# Rebuilding myself



## Shinobi (Jun 15, 2015)

Over the last few years I've lost everything that ever mattered to me. Family, friends, loved ones, my business, home, even the clothes I had. As I sat in a mosquito infested patch of woods looking at these events I realized that it was all my fault and I had nobody to blame but myself.
Now I'm rebuilding the man within me. Piece by piece repairing the damage and healing the scars that cover my heart. I know that it's not easy but it has to be done in order to move on with my life.
I've put this off for a long time because of one reason or another and its taken its toll on me and everyone around me. 
Now I sit on the verge of completely letting go of who I use to be and setting out on the road in hopes of finding my place in this messed up world. I have no delusions of enlightenment via traveling the world. I just know that where I am has nothing but pain in my future if I stay here.

I'm not looking for sympathy or anything like that. Just trying to vent a little bit to people I hope will understand me, because nobody around me seems to.


----------



## Andrea Van Scoyoc (Jun 15, 2015)

I have a postcard on my fridge that says something I look at once a day, to remind myself of my goals...

"Sometimes, you have to let go of who you are, to become who you will be."

That's my mantra until my dreams of hitting the gypsy trail, become reality.

Best of luck!


----------



## Shinobi (Jun 15, 2015)

Totally going to pilfer that saying. Thank you.


----------



## Kal (Jun 15, 2015)

Andrea Van Scoyoc said:


> I have a postcard on my fridge that says something I look at once a day, to remind myself of my goals...
> 
> "Sometimes, you have to let go of who you are, to become who you will be."
> 
> ...


I like your post card, it's so true


----------



## Kal (Jun 15, 2015)

I understand you. To be free you just have to travel. Have fun and be safe.


----------



## Shinobi (Jun 15, 2015)

Will do mate. Traveling is not easy but it sure as hell beats being a slave to the systems.


----------



## Andrea Van Scoyoc (Jun 15, 2015)

Kal said:


> I like your post card, it's so true



It keeps me focused.


----------



## Brother X (Jun 15, 2015)

Everybody I know IRL who lives in Flori-duh seems to hate it. 

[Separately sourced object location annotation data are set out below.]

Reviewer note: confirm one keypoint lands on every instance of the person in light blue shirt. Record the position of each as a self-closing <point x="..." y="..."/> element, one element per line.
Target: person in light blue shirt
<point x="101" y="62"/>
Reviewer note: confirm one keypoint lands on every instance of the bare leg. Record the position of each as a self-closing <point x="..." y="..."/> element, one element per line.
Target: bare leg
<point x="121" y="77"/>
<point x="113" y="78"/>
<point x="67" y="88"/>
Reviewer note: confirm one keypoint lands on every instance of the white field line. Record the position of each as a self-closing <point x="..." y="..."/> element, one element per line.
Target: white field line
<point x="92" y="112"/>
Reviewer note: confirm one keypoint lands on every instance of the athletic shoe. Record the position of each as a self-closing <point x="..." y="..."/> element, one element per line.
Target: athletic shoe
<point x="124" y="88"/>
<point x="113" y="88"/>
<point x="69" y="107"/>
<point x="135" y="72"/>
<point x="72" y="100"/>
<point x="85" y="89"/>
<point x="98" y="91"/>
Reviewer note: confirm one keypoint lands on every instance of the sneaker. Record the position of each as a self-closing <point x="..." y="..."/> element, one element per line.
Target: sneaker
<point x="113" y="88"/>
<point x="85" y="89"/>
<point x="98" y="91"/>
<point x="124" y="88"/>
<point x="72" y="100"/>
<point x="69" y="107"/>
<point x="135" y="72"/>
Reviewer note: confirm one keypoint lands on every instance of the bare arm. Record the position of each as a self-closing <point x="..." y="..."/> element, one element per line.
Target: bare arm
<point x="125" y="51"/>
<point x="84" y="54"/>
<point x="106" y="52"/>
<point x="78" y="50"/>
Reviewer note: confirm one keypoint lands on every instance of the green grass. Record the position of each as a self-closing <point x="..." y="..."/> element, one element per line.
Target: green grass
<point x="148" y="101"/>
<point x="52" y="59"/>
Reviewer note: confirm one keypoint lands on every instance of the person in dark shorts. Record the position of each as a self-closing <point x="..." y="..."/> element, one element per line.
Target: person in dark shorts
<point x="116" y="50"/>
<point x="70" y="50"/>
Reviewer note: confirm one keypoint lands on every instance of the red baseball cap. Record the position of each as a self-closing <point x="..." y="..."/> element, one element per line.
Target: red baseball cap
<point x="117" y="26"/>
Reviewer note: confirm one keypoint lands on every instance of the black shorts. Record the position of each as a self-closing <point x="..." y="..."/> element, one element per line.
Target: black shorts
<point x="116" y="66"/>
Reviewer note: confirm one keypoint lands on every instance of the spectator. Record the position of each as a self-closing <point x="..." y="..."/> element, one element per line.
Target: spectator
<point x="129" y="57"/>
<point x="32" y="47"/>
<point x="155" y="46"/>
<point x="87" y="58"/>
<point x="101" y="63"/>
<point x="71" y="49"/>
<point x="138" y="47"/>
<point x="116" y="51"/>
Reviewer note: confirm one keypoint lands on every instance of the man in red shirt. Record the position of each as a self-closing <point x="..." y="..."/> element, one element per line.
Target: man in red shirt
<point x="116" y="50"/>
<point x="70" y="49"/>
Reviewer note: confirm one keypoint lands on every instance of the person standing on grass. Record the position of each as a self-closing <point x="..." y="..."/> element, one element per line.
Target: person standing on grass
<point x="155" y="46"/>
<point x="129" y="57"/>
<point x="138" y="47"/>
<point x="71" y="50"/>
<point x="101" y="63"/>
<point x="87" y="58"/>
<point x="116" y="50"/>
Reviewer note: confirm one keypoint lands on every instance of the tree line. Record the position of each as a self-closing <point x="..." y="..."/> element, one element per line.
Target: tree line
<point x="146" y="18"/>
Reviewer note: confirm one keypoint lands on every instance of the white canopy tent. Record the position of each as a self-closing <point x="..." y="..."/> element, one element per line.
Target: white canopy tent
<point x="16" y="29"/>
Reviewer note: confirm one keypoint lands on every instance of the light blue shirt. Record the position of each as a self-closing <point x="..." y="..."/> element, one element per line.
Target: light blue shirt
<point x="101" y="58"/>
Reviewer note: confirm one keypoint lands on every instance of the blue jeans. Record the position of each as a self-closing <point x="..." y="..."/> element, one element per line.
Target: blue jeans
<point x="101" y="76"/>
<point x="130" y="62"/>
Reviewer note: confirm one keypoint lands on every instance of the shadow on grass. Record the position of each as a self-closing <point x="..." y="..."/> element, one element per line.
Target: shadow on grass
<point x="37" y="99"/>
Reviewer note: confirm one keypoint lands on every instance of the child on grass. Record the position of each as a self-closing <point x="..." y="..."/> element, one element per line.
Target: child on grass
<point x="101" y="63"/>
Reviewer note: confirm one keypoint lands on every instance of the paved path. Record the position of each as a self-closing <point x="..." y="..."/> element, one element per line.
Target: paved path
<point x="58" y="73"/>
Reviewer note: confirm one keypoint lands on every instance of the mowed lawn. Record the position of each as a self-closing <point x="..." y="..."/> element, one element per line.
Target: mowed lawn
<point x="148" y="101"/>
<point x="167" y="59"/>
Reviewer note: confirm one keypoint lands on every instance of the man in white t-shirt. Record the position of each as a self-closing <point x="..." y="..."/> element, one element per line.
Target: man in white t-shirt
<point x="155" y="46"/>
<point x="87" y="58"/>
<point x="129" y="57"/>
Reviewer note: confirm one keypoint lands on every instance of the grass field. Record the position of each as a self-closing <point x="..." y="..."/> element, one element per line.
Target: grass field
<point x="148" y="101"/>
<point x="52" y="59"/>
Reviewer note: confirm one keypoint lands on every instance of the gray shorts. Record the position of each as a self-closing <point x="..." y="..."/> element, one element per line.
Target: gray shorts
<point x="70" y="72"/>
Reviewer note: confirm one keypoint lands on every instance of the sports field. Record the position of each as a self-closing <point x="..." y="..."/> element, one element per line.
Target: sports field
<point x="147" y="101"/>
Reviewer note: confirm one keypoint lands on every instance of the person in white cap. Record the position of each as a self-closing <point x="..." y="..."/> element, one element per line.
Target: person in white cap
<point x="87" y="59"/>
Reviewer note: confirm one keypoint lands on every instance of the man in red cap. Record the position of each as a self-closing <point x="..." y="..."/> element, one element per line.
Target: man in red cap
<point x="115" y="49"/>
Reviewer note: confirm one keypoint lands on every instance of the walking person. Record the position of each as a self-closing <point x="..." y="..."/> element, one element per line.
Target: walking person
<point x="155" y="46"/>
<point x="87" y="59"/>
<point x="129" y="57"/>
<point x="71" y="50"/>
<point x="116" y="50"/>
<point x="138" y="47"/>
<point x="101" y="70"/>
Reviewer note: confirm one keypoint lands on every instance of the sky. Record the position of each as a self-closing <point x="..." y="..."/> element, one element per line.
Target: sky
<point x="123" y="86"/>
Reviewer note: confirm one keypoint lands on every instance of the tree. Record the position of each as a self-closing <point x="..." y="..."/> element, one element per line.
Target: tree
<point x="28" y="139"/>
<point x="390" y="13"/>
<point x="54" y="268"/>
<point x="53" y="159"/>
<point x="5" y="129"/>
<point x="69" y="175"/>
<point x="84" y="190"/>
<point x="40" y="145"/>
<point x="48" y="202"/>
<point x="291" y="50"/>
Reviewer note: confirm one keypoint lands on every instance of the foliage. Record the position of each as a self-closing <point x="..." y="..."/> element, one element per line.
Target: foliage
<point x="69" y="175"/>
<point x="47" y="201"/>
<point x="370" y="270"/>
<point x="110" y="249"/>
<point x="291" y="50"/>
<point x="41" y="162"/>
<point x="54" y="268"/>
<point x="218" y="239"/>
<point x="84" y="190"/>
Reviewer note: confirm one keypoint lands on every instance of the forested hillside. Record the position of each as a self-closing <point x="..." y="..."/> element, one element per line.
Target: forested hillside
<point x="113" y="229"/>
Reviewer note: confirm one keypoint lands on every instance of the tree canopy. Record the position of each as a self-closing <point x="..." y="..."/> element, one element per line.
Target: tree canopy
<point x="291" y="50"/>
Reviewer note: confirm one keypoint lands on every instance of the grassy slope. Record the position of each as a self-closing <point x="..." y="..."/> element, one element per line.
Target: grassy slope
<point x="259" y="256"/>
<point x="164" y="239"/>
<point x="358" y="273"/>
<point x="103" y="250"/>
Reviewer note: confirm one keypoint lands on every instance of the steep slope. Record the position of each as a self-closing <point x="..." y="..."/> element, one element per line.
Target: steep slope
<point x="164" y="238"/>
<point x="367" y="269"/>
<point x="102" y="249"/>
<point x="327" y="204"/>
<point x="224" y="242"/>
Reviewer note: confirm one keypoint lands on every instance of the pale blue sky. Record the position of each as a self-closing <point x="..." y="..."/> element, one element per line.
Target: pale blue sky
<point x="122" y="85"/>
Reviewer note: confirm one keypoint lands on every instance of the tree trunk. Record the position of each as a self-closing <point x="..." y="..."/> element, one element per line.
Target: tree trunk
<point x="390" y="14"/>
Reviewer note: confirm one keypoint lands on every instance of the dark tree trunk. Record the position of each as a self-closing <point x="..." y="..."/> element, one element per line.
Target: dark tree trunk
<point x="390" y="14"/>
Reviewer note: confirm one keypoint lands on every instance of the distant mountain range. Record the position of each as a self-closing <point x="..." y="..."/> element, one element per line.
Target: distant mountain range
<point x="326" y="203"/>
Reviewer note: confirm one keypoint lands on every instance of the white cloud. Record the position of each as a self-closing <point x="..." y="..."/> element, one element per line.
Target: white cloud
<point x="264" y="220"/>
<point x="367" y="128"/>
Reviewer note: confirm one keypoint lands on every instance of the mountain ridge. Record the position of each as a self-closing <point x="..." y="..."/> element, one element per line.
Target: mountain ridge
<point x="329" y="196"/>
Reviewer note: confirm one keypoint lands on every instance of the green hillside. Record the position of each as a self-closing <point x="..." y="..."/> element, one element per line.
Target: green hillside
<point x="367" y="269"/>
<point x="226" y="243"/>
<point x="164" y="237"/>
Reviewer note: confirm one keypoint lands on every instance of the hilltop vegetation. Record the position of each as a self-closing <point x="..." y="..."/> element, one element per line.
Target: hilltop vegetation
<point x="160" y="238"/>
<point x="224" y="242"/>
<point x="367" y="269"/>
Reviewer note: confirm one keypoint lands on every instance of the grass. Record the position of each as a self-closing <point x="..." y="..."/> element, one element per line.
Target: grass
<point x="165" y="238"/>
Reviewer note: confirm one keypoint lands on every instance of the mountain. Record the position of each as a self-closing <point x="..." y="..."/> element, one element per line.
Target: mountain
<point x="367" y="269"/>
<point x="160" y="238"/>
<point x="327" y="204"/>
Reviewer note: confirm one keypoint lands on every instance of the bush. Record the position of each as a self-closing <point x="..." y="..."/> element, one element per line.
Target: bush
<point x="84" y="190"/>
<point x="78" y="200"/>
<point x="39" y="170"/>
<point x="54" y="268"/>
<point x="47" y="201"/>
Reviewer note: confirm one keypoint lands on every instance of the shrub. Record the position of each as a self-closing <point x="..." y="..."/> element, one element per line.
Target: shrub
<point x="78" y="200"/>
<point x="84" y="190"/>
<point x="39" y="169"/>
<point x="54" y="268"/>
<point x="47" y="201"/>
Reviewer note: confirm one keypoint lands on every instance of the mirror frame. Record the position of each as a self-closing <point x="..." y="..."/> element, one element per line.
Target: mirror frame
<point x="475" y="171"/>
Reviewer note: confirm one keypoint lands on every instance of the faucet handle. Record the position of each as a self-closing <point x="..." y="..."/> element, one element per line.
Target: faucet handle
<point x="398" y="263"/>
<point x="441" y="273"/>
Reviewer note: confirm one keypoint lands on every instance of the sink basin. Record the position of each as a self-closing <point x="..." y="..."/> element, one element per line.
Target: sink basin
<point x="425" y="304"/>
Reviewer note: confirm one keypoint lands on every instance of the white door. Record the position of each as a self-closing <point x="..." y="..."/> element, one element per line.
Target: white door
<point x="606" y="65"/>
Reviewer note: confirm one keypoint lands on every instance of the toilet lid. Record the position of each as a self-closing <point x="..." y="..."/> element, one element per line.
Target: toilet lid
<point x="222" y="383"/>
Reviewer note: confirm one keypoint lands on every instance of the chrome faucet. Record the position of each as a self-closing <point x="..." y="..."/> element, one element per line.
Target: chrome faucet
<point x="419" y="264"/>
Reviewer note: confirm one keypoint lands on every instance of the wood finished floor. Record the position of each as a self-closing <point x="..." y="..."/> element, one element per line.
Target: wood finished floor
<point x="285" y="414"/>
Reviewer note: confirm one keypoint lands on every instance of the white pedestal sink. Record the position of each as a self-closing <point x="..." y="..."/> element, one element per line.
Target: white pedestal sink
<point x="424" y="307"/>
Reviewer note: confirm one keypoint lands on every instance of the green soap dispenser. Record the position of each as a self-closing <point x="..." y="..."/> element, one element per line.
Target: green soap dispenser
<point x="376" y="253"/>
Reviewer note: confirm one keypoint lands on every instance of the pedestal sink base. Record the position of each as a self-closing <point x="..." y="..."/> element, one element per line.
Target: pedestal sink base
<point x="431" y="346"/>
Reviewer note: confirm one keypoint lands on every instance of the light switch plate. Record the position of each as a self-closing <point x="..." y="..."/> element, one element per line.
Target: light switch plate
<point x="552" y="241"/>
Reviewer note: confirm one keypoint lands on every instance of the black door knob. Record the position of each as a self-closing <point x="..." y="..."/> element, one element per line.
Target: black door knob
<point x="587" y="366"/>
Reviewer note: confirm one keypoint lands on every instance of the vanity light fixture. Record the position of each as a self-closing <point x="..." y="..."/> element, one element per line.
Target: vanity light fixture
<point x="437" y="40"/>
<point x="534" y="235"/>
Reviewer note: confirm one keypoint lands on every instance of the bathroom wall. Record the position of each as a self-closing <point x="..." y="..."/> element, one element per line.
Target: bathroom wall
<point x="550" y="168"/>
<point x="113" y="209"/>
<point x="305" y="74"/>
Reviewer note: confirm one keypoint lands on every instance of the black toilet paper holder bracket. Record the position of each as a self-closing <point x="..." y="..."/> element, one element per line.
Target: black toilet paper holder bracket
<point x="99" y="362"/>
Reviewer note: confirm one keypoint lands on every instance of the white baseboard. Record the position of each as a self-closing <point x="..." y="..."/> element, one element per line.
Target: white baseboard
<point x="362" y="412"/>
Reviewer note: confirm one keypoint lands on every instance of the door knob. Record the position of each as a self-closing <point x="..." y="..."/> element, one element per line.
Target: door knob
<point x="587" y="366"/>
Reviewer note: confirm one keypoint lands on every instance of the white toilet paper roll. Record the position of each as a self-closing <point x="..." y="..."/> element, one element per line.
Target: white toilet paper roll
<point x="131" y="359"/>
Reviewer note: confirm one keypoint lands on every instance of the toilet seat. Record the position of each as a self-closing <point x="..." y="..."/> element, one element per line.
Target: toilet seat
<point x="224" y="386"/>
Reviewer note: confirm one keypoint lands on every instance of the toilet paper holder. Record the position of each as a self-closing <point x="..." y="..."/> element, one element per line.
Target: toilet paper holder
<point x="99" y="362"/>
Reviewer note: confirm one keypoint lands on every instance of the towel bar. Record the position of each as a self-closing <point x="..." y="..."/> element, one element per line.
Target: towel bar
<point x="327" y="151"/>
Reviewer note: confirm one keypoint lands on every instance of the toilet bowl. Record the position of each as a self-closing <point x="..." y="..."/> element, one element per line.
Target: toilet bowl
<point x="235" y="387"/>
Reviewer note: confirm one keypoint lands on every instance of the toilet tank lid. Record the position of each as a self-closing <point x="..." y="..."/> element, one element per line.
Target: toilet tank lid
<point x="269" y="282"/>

God(dess) speed to you and your egress.


----------



## Shinobi (Jun 15, 2015)

Yeah this place brings out the worst in people.


----------



## Mankini (Sep 12, 2015)

Homelessness sucks. Its like getting kicked in the ballz once a day, every day that youre in it. But look at the sad muthafukkaz who subscribe to the system and work 3 jobs to make endz meet. You see em on the subway, on their way home after an 11 hour shift. Theyll go home to some crashpad for 5 hours of sleep and then wake up and do it all over again. Both paradigms are nonsense and I suggest a new alternative.


----------